The flowers of the elderberry shrub are visually similar to honeysuckle, Jin Yin Hua. Some relatives of the Sambucas Nigra are poisonous, and the flowers are harvested only from the Sambucas canadensis.
The elderberries are known to be tart and used in many gastronomic dishes including preserves, jellies, jams, and even wine and liquor. They are an important part of the diet of birds, deer, elk; many birds also nest among the elderberry bushes branches.
The flowers and berries are the only edible part of the sambucas nigra plant for mammals, the other parts such as the stems and leaves contain cyanogenic glycoside sambunigrin and calcium oxalate, which are both poisonous.
Popular Elderberry Syrup Recipe
One popular recipe using dried elderberries is homemade Elderberry Syrup. The syrup is made by simmering dried elderberries, honey and spices to create a concentrated liquid that can be taken daily to help support a healthy immune system. Here is a basic recipe:
- In a medium saucepan, combine the elderberries, water, cinnamon stick, ginger, and cloves.
- Bring to a boil, then reduce the heat and simmer for about 45 minutes, or until the liquid has reduced by about half.
- Remove from heat and let the mixture cool for about 10 minutes.
- Strain the mixture through a fine-mesh strainer or cheesecloth, discarding the solids.
- Stir in the honey until dissolved.
- Store the syrup in a glass jar or bottle in the refrigerator for up to 2 months.
The syrup can be taken daily to support immune system health. Adults can take 1-2 tablespoons daily, children under the age of 12 can take 1 teaspoon daily. It can also be added to hot tea or used as a spread over pancakes, waffles, or oatmeal.
It's important to note that this recipe is a general guideline and it's always best to consult with a healthcare professional or a herbalist to determine the right dosage and usage for you.
Elderberry Safety Precautions
Elderberry is generally considered safe when consumed in moderate amounts as a food or herbal remedy. However, there are some safety precautions to keep in mind when using elderberry:
Pregnant or breastfeeding women should avoid using elderberry as not enough is known about the safety of elderberry during pregnancy and breastfeeding.
People with autoimmune diseases should avoid using elderberry as it may stimulate the immune system.
People taking immunosuppressant medications should avoid using elderberry as it may interfere with the effectiveness of these medications.
People with a history of allergies should be cautious when taking elderberry as it may cause an allergic reaction.
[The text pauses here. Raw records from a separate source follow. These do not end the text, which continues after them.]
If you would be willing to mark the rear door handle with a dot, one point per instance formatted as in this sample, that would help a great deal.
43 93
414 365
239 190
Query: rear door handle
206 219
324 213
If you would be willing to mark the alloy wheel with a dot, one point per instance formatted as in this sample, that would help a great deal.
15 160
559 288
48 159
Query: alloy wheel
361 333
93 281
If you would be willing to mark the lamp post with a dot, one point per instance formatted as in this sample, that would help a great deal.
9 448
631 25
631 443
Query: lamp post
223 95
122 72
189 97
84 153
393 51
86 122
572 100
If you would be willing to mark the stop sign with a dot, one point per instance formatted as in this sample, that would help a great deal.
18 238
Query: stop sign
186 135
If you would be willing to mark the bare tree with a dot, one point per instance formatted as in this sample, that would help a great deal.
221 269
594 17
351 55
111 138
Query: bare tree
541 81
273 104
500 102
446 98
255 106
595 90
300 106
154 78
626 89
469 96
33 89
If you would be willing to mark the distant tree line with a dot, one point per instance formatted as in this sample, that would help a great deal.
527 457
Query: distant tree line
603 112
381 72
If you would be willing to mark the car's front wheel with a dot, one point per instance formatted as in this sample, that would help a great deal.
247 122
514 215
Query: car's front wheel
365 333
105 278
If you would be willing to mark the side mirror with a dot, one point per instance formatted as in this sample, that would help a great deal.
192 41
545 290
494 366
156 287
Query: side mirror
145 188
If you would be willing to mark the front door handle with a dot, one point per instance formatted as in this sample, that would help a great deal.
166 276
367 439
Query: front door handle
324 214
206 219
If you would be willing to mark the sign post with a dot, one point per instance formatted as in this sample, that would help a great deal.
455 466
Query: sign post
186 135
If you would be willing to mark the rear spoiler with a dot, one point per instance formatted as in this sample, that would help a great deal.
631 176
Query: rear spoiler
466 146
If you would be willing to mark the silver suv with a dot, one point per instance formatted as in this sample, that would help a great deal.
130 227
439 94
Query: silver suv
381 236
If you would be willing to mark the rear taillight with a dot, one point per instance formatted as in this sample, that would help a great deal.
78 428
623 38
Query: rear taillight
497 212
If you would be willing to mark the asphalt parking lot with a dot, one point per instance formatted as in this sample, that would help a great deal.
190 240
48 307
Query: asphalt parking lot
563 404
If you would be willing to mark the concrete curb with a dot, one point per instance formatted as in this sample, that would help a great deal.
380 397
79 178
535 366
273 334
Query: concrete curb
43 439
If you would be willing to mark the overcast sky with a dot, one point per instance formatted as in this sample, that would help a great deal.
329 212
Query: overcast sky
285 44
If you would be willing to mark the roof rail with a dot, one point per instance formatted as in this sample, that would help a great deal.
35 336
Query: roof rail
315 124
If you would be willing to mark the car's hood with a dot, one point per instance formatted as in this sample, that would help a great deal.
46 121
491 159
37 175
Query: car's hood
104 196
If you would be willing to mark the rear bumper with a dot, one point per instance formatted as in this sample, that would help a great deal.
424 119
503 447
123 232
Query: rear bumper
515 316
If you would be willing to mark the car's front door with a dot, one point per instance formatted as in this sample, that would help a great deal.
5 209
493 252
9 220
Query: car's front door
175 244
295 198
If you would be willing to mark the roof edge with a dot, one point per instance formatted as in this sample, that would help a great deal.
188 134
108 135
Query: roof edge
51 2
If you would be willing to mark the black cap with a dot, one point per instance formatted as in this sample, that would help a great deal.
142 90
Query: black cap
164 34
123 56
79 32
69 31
People with diabetes should be cautious when taking elderberry as it may lower blood sugar levels.
People with a history of kidney stones should avoid using elderberry as it may cause formation of kidney stones.
It's important to consult with a healthcare professional or a qualified practitioner before using elderberry to determine the right dosage and usage for you.
It's important to note that high doses of elderberries may have adverse effects, and it's always best to consume them in moderation.